Nala, Felipe’s new companion, was trained in her role as guide dog at the Guide Dog School of Argentina , an institution that has helped many others in Felipe’s situation over the years.
Felipe and Nala: The perfect team
Felipe never sits still. He loves technology and is curious about everything. During the days he goes to a school for children with learning difficulties, where he participates in several different activities. He also attends a school for the blind, swims for the local swimming club and also has plans to start playing tennis.
When Felipe first considered getting a guide dog, he had no real understanding of how Nala could help him. But once he realized all that his new friend could do , he quickly fell in love with his new life.
Felipe and Nala: Friends for life
Felipe and Nala’s friendship was not always obvious. At first Felipe did not know how to give the right commands. To be able to interact with a guide dog, it is important to use the right tone of voice.
Fortunately, with a little practice, Felipe learned to change his tone and communicate with his new friend.
Felipe had the following to say about communicating with Nala: “I do not have to be angry with her, but sometimes I have to pretend that I am.
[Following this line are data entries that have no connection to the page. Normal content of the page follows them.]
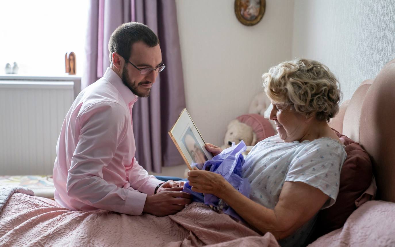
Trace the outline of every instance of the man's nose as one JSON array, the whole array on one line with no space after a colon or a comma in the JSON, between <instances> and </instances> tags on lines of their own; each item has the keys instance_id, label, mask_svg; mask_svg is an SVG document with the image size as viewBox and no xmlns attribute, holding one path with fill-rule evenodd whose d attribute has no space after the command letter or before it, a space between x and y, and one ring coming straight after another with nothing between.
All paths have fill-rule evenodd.
<instances>
[{"instance_id":1,"label":"man's nose","mask_svg":"<svg viewBox=\"0 0 395 247\"><path fill-rule=\"evenodd\" d=\"M147 81L150 82L152 84L154 84L156 79L156 77L158 76L158 73L156 73L155 70L153 70L151 72L151 73L147 75L145 78Z\"/></svg>"}]
</instances>

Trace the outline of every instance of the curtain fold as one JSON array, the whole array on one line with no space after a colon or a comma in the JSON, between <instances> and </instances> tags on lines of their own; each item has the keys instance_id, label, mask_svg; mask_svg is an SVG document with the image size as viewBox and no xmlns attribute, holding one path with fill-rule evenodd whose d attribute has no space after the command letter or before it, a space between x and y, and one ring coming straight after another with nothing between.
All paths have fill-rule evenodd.
<instances>
[{"instance_id":1,"label":"curtain fold","mask_svg":"<svg viewBox=\"0 0 395 247\"><path fill-rule=\"evenodd\" d=\"M118 26L144 23L159 38L166 68L159 74L149 97L133 107L136 158L148 171L184 161L167 132L185 107L179 37L175 0L91 0L83 88L102 77L109 66L108 41Z\"/></svg>"}]
</instances>

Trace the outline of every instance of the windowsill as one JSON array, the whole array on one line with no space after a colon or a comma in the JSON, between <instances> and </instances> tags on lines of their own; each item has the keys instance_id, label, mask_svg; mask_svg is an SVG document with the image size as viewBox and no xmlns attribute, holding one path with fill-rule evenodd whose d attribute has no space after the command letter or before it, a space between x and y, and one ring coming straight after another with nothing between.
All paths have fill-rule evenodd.
<instances>
[{"instance_id":1,"label":"windowsill","mask_svg":"<svg viewBox=\"0 0 395 247\"><path fill-rule=\"evenodd\" d=\"M64 74L58 75L23 75L20 74L0 74L0 80L38 80L62 81L81 80L81 77L77 75Z\"/></svg>"}]
</instances>

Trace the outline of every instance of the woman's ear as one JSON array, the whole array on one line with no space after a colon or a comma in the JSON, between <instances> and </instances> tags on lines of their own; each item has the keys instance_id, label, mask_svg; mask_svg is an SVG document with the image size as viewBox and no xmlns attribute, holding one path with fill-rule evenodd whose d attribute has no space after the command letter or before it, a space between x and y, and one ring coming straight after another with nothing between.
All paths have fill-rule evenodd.
<instances>
[{"instance_id":1,"label":"woman's ear","mask_svg":"<svg viewBox=\"0 0 395 247\"><path fill-rule=\"evenodd\" d=\"M313 119L315 119L316 118L316 113L312 113L311 115L306 115L306 119L305 120L305 123L308 123L311 122Z\"/></svg>"}]
</instances>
When she’s done something stupid, I have to pretend I’m angry. But I never really need to scold her. ”
The relationship between Felipe and Nala is so strong that even when she is not “working”, she stays by his side, and follows him wherever he goes.
Mental and physical benefits
Nala’s arrival has had an incredibly positive impact on Felipe’s life. By having to take care of his new friend and helper, he has been given several new responsibilities that keep him busy.
Nala has also helped Felipe emotionally. She keeps him calm, and when he pats her he feels relaxed and safe.
Who can have a guide dog?
As the name suggests, guide dogs are trained to lead people who are blind or visually impaired. They can help their drivers perform everyday chores and other tasks.
Due to their status, guide dogs have certain rights and privileges that other dogs do not have. They can, for example, go into shops and travel by public transport.
But even if they are good at helping their drivers avoid obstacles and dangers, there are things they can not do, for example, they can not distinguish between red and green, which can make it difficult to read traffic lights.
To understand the traffic lights and know when it is safe to cross the street, they must instead look at which light is on. This requires very high intelligence, and a lot of training.
Training of guide dog
It can take up to two years before a dog is classified as a guide dog. The training lasts from the time they are born until they meet their new owner.
According to experts, however, not all guide dogs are suitable for all owners or situations. For example, a dog that lives in a small village may not do as well in a larger city where there is more traffic, people and noise…
Guide dogs usually work until they are 12 years old. They then have to go to the vet for a check-up to see if they can continue working, or if it is time to “retire”.